You have released an application with an intuitive and user-friendly user interface. But if your application faces a load issue, your end users will become frustrated. Most likely, the issue lies within the database and not the application. 38% of database professionals cited database downtime as the issue that kept them awake at night, according to a poll. The downtime could be caused by various difficulties, such as inappropriate database configuration, inadequate load management, database queries timing out, etc.
This post will explain if scaling your database is necessary and how to address database scalability issues. Let’s start with the most obvious question: why scale databases?
Why Should You Scale Your Database?
Your application database must be able to grow or shrink its computing resources in response to the application’s changing requirements. For instance, your database should be able to grow up to accommodate an unexpected traffic spike. In addition, your database should be able to contract when not in use to conserve resources. Selecting the appropriate database for your needs is one of the most effective ways to assure the scalability of a database. Physical servers make database expansion and contraction difficult. Cloud-based database solutions are effective.
Database scaling is a complex and resource-intensive endeavor. Before beginning the project, you must therefore confirm that your product requires a scalable database. Determine first whether your product will have a traffic boost in the near future. If you still need to, you can still use your previous database.
There is no purpose in investing resources in getting a scalable database for a new business. You may do so after your application reaches critical mass and you anticipate a substantial increase in traffic.
Here are a few instances where database scalability is required:
- Your application has become obsolete, and you wish to migrate to a cloud-based platform.
- Your application is extremely busy with High loads.
- Your application must adhere to the regulations.
- You desire a balanced workload that can service users worldwide.
Database Scaling Solutions
1. Cache Database Queries
Caching database queries is one of the most straightforward techniques to increase your database’s load-handling capability. In most applications, a small number of queries comprise the majority of requests. You can cache such queries so they are read from the cache in the future. This removes the requirement to retrieve data from the database for such frequent requests. The user is instantly provided with the required info. Caching enhances the performance of your database in this manner.
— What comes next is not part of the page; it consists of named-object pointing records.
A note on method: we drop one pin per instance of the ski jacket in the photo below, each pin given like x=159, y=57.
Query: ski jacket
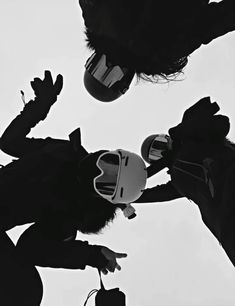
x=40, y=186
x=198, y=163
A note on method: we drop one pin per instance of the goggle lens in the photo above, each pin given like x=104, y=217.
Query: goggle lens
x=106, y=182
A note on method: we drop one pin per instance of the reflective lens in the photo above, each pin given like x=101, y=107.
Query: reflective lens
x=106, y=183
x=109, y=75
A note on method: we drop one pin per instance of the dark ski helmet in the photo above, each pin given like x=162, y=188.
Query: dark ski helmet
x=154, y=145
x=105, y=81
x=118, y=176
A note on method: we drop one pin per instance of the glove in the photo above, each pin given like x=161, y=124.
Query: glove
x=45, y=90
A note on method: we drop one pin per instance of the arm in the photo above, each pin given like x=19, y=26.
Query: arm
x=51, y=243
x=54, y=246
x=219, y=20
x=159, y=193
x=214, y=20
x=14, y=141
x=157, y=166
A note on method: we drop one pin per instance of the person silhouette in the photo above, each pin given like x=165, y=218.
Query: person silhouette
x=201, y=164
x=62, y=189
x=149, y=39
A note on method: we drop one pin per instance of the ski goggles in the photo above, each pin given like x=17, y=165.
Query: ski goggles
x=111, y=76
x=160, y=144
x=105, y=184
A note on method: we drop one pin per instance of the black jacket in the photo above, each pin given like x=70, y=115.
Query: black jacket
x=198, y=163
x=40, y=186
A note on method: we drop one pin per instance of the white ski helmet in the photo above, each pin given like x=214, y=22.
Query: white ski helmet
x=154, y=145
x=123, y=176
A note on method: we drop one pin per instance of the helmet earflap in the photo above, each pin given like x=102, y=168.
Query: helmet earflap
x=154, y=147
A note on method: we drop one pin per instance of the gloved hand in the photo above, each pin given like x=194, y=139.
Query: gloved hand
x=46, y=90
x=111, y=256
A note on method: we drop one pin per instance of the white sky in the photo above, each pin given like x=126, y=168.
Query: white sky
x=173, y=259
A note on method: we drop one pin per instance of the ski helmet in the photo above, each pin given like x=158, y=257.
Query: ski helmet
x=105, y=81
x=118, y=176
x=154, y=145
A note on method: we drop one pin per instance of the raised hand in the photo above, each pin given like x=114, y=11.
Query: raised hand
x=45, y=89
x=111, y=256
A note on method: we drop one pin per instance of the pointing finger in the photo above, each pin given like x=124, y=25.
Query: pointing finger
x=120, y=255
x=58, y=84
x=48, y=77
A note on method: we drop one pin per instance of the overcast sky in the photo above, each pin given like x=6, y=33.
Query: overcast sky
x=173, y=259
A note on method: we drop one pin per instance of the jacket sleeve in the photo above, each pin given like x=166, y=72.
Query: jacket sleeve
x=54, y=245
x=14, y=141
x=157, y=166
x=214, y=20
x=219, y=20
x=159, y=193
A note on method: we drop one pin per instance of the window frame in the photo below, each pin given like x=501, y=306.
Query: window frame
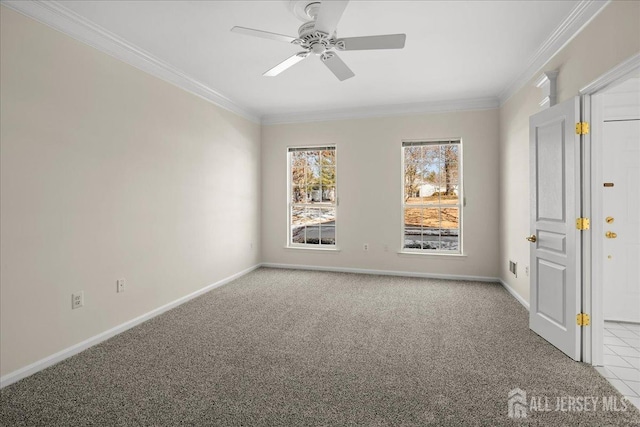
x=309, y=246
x=460, y=204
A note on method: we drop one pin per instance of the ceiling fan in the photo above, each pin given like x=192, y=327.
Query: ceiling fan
x=318, y=36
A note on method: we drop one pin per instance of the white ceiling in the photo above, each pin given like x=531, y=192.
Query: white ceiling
x=455, y=50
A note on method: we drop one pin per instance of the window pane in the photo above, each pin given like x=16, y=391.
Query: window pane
x=297, y=227
x=413, y=228
x=432, y=178
x=328, y=158
x=450, y=239
x=313, y=182
x=298, y=195
x=329, y=194
x=328, y=235
x=412, y=160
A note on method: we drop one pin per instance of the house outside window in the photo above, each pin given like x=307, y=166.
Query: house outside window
x=312, y=197
x=432, y=196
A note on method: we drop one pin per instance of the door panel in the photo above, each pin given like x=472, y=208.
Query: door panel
x=555, y=205
x=621, y=203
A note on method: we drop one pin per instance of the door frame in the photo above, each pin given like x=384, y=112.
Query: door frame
x=591, y=171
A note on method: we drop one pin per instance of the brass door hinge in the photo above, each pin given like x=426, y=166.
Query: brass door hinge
x=583, y=319
x=582, y=128
x=582, y=223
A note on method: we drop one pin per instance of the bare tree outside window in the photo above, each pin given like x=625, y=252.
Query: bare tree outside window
x=432, y=196
x=313, y=197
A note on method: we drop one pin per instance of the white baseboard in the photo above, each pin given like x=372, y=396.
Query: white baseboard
x=516, y=295
x=381, y=272
x=41, y=364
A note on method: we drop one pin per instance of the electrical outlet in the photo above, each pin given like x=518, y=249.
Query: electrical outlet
x=77, y=300
x=513, y=268
x=120, y=285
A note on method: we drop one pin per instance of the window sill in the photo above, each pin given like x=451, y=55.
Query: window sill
x=304, y=248
x=433, y=255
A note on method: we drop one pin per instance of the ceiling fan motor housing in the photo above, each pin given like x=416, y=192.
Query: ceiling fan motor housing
x=316, y=41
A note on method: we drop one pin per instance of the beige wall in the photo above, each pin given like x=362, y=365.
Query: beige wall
x=370, y=191
x=612, y=37
x=108, y=172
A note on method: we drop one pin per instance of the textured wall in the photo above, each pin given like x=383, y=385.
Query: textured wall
x=370, y=191
x=612, y=37
x=108, y=172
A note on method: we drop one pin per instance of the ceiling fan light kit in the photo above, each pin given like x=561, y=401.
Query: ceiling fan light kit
x=317, y=36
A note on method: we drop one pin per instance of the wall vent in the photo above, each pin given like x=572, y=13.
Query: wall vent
x=513, y=268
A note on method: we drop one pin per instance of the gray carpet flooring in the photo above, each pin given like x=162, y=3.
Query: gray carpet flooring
x=297, y=348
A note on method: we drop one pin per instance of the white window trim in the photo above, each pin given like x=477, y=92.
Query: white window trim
x=460, y=205
x=306, y=246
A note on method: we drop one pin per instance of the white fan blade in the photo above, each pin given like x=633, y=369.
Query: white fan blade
x=337, y=67
x=263, y=34
x=289, y=62
x=389, y=41
x=329, y=15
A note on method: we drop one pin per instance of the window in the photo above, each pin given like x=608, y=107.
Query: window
x=312, y=197
x=432, y=208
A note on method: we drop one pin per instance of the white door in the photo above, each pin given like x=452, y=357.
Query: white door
x=621, y=220
x=555, y=286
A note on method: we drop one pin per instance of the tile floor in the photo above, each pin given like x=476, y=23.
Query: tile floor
x=622, y=358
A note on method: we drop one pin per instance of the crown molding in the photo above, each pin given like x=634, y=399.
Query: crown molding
x=624, y=69
x=60, y=18
x=384, y=111
x=579, y=17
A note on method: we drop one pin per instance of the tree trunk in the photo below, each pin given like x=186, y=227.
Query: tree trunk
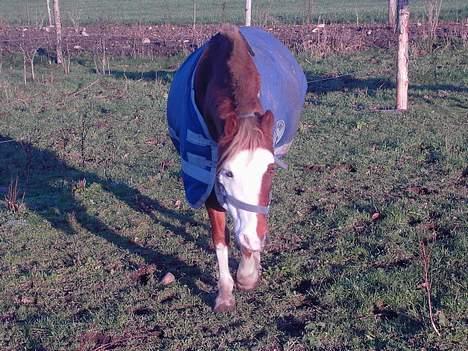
x=248, y=12
x=392, y=13
x=402, y=75
x=58, y=31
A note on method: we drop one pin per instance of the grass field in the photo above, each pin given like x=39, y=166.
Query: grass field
x=34, y=12
x=81, y=261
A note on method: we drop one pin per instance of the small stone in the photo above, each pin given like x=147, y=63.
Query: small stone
x=168, y=279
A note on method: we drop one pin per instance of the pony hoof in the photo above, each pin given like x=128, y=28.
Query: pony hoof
x=247, y=286
x=225, y=306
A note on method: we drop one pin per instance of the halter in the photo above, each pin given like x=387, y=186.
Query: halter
x=225, y=198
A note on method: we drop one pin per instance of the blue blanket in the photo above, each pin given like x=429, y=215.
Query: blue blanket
x=283, y=88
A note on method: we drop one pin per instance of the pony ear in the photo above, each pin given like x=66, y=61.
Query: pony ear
x=266, y=122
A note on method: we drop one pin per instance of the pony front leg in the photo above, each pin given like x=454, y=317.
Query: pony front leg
x=249, y=269
x=225, y=300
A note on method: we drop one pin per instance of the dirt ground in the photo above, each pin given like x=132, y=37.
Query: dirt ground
x=166, y=40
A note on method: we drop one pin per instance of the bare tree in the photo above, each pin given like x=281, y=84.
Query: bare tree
x=248, y=12
x=49, y=13
x=403, y=58
x=392, y=13
x=432, y=12
x=58, y=31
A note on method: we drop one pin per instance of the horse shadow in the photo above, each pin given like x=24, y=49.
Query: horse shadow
x=165, y=76
x=41, y=172
x=323, y=85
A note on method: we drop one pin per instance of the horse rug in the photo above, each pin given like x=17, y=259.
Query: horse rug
x=283, y=88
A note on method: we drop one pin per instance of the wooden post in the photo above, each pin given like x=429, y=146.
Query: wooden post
x=194, y=15
x=49, y=13
x=402, y=75
x=58, y=31
x=392, y=13
x=248, y=12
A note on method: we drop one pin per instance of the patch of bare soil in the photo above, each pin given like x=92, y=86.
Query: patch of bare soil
x=167, y=40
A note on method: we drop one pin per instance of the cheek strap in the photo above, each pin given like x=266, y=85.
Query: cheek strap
x=225, y=199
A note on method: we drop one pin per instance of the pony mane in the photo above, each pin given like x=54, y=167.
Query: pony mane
x=246, y=135
x=242, y=133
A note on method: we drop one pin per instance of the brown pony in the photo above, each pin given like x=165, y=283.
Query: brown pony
x=228, y=139
x=227, y=87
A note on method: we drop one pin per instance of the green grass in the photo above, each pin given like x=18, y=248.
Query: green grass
x=80, y=266
x=34, y=12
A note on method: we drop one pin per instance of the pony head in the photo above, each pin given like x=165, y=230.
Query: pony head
x=245, y=175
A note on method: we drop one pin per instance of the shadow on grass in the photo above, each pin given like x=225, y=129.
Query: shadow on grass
x=161, y=75
x=42, y=171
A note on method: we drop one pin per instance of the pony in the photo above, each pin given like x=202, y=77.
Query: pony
x=233, y=110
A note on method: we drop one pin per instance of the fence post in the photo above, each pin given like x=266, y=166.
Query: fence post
x=49, y=13
x=58, y=31
x=248, y=12
x=402, y=75
x=392, y=13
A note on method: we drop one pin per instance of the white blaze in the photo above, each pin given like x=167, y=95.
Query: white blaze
x=248, y=169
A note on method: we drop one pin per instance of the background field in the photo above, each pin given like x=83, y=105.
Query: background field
x=81, y=263
x=34, y=12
Amazon ElastiCache is a caching service that facilitates database caching. With Amazon ElastiCache, in-memory caching may be scaled. ElastiCache from Amazon provides real-time use cases. The following are ideal Amazon ElastiCache usage cases:
- Gaming ranking lists
2. Database Indexes
Scaling a database does not always involve adding additional databases to the present configuration. Occasionally, by optimizing the current database, it may be possible to scale it. Database indexing comes into play at this point. Using the database indexing method, you arrange the data to increase the speed of data extraction from the database table.
3. Data Replication
Data replication is the process of creating identical copies of a database on several devices. A replication technique is advantageous for dealing with peak loads. As data is duplicated, queries can be distributed across numerous databases, reducing the burden on a single database. Moreover, in the improbable event that a storage device fails, the copied data will be helpful and the system will continue to operate normally.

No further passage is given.